Une première manche désastreuse pour les Bleus à Bormio
Ce lundi 16 février 2026, sur les pistes de Bormio en Italie, les slalomeurs français ont vécu une matinée véritablement cauchemardesque lors de la première manche de qualification du slalom des Jeux Olympiques d'hiver de Milan-Cortina. Les espoirs de médailles, pourtant nourris, se sont brutalement éloignés après des performances largement en dessous des attentes.
Des performances individuelles décevantes
La révélation de la saison, Paco Rassat, pourtant double vainqueur en Coupe du Monde cette année, a immédiatement enfourché dans le haut du tracé, mettant fin prématurément à sa course. Steven Amiez, auteur de plusieurs fautes techniques, a tout de même terminé sa descente mais à une modeste 21e place, accusant un retard de plus de quatre secondes sur le leader.

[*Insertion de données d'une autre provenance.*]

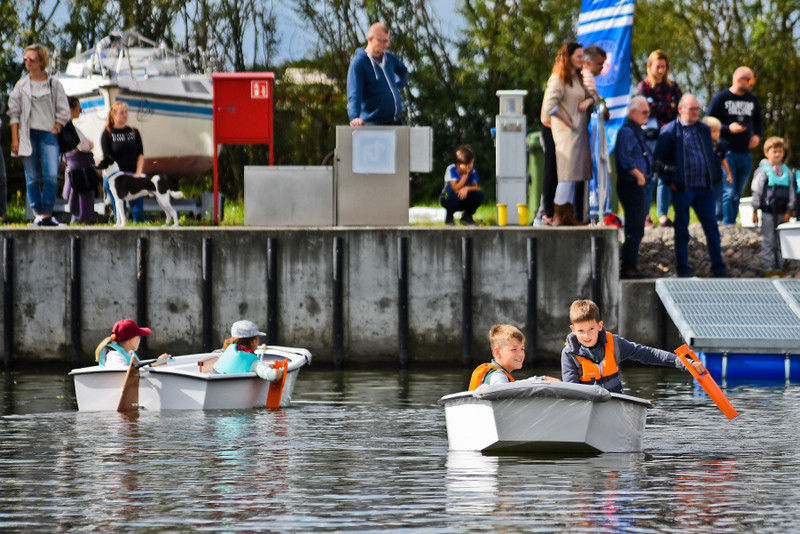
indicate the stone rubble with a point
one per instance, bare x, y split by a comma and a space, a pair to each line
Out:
741, 248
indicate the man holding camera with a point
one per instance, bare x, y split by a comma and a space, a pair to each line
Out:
635, 168
685, 160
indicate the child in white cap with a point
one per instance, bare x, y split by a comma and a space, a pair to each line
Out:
238, 353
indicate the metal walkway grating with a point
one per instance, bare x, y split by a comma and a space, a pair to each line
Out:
737, 316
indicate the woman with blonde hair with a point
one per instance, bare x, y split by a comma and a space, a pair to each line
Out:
662, 95
123, 144
38, 110
566, 107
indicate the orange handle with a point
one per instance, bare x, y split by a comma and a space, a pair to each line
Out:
276, 388
707, 382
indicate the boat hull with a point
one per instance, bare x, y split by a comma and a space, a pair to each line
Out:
176, 127
180, 385
544, 417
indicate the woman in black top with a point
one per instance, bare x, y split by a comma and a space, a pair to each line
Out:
123, 145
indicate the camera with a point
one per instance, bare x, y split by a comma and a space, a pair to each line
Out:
659, 167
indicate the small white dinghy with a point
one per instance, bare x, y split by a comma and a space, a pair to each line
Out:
187, 383
543, 416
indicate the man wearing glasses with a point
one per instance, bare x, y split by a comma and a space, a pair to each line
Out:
740, 113
635, 168
684, 159
374, 81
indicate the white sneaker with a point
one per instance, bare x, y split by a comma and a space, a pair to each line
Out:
50, 221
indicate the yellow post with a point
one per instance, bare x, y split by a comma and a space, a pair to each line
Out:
502, 214
522, 211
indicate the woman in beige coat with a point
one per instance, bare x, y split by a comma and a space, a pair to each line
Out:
566, 107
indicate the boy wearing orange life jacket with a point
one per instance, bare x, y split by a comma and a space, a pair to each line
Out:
508, 354
592, 355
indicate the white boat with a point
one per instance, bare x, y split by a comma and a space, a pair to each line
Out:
169, 105
187, 383
539, 415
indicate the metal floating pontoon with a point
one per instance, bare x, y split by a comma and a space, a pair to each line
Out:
740, 328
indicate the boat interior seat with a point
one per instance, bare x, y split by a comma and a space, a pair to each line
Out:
207, 365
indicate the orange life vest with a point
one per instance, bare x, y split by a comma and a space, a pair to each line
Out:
480, 373
593, 372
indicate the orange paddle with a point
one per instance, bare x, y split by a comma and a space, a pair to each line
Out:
707, 383
276, 388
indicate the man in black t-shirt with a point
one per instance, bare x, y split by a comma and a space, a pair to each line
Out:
740, 113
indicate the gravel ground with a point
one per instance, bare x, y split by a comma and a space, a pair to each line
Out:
741, 248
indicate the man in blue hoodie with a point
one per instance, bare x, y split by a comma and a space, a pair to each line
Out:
374, 80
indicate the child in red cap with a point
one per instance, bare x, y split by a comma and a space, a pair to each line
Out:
121, 345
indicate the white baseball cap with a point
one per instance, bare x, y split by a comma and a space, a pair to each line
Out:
243, 329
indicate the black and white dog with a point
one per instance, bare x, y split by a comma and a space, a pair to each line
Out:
128, 187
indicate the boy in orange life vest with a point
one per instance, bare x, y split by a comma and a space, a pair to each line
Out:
592, 355
508, 353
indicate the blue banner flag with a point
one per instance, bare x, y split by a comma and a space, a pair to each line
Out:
607, 24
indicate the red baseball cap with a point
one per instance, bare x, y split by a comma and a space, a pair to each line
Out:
127, 329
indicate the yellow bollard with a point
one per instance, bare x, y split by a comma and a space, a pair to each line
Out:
522, 211
502, 214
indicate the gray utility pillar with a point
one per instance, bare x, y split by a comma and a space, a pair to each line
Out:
510, 153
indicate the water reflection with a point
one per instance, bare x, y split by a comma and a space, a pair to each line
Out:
471, 483
368, 451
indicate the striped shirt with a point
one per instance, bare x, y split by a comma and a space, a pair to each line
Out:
695, 169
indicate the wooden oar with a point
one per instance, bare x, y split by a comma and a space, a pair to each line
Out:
129, 399
707, 383
276, 388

Le jeune Léo Anguenot, parti avec le dossard 41, n'a pas fait mieux en sortant de piste après seulement huit secondes de course, ne se qualifiant donc pas pour la seconde manche. Quant au champion olympique en titre, Clément Noël, il a franchi la ligne d'arrivée avec un retard inquiétant de presque deux secondes sur le Norvégien Atle Lie McGrath, et de plus d'une seconde sur les skieurs du podium provisoire.
La réaction sans filtre de Clément Noël
Au micro de France 2, le Vosgien, porte-drapeau de la délégation française, n'a pas mâché ses mots pour exprimer sa frustration. "C'est quand même un peu la honte", a-t-il lâché, lucide sur la performance collective décevante. Malgré tout, le skieur garde un mince espoir pour la suite de la compétition.

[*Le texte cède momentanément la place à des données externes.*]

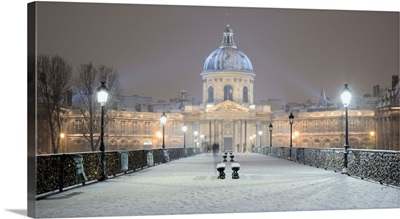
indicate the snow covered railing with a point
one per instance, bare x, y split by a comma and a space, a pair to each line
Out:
382, 166
56, 172
221, 169
235, 168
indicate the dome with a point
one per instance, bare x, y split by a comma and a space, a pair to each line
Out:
227, 57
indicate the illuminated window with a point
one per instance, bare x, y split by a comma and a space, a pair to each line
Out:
245, 95
210, 94
367, 125
316, 126
78, 126
174, 128
147, 128
352, 125
228, 92
326, 126
122, 127
280, 127
135, 128
304, 127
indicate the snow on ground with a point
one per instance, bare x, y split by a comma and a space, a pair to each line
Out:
191, 186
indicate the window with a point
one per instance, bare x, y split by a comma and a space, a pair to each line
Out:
367, 125
228, 92
352, 125
304, 128
326, 126
280, 128
174, 128
245, 95
135, 129
122, 127
210, 94
147, 128
112, 126
316, 126
337, 126
78, 126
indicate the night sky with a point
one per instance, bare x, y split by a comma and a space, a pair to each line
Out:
160, 50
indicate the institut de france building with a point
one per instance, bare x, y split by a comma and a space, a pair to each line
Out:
229, 117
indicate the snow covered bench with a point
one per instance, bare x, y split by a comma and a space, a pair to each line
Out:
235, 167
221, 168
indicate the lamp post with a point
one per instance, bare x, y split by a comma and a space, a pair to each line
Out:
184, 129
270, 138
102, 95
195, 137
296, 136
346, 97
270, 134
202, 140
291, 118
372, 134
159, 135
163, 120
62, 135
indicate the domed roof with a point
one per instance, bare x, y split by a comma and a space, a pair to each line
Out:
227, 57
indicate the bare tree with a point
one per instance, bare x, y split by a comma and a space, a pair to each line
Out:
88, 79
53, 78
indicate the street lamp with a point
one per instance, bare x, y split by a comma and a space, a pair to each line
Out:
195, 137
372, 134
202, 140
346, 97
291, 118
62, 135
270, 134
159, 135
296, 135
163, 120
184, 129
102, 95
270, 138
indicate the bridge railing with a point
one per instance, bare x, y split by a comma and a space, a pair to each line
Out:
59, 171
382, 166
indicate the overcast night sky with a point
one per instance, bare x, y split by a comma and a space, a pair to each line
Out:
160, 50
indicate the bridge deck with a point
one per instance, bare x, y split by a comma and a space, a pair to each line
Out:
191, 186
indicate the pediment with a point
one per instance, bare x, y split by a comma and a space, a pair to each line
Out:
228, 106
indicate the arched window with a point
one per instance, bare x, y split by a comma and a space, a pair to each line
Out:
210, 94
245, 95
228, 92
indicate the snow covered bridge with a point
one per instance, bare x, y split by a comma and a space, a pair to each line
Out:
191, 186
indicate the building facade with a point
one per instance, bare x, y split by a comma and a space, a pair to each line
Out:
229, 118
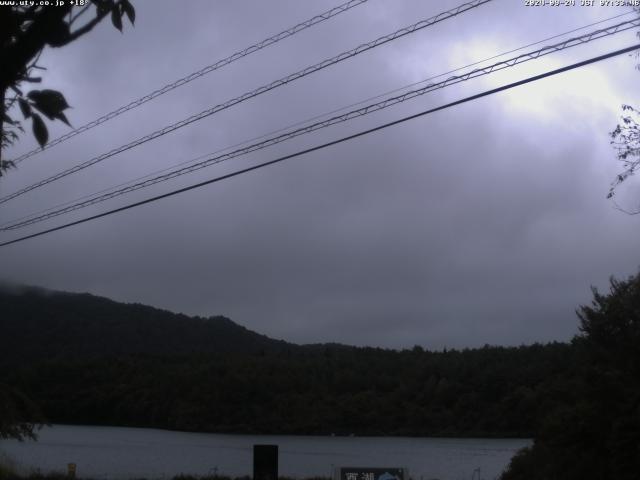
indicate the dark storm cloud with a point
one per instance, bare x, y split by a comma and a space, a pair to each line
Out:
480, 224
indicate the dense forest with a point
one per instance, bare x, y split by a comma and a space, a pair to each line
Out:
88, 360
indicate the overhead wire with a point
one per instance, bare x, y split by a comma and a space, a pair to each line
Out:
98, 198
203, 71
263, 89
315, 117
331, 143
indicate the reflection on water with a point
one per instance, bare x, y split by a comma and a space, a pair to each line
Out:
119, 453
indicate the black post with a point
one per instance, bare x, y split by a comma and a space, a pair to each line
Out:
265, 462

"Pour moi ce n'est pas fini et je vais me battre à la deuxième manche. On verra ce que ça peut donner. Je ne suis pas satisfait mais je vais skier, de toute façon je n'ai que ça à faire", a-t-il confié, montrant une détermination intacte malgré les circonstances difficiles.
Un bilan olympique inquiétant pour le ski alpin français
À moins d'un véritable miracle lors de la deuxième manche prévue à 13h30, les skieurs alpins français risquent de rentrer bredouilles de ces Jeux Olympiques. Cette contre-performance, si elle se confirme, pourrait marquer un échec historique pour la discipline, avec un possible zéro pointé en ski alpin.
La situation est d'autant plus préoccupante que les Bleus arrivaient à Bormio avec des ambitions affichées, notamment portées par Clément Noël, champion en titre, et Paco Rassat, en grande forme cette saison. Les observateurs s'interrogent désormais sur les causes de cette débâcle collective et sur la capacité des skieurs français à rebondir lors des prochaines épreuves.
La deuxième manche, cruciale, déterminera si le ski alpin français peut encore sauver les apparences ou si cette journée restera dans les annales comme un véritable fiasco olympique.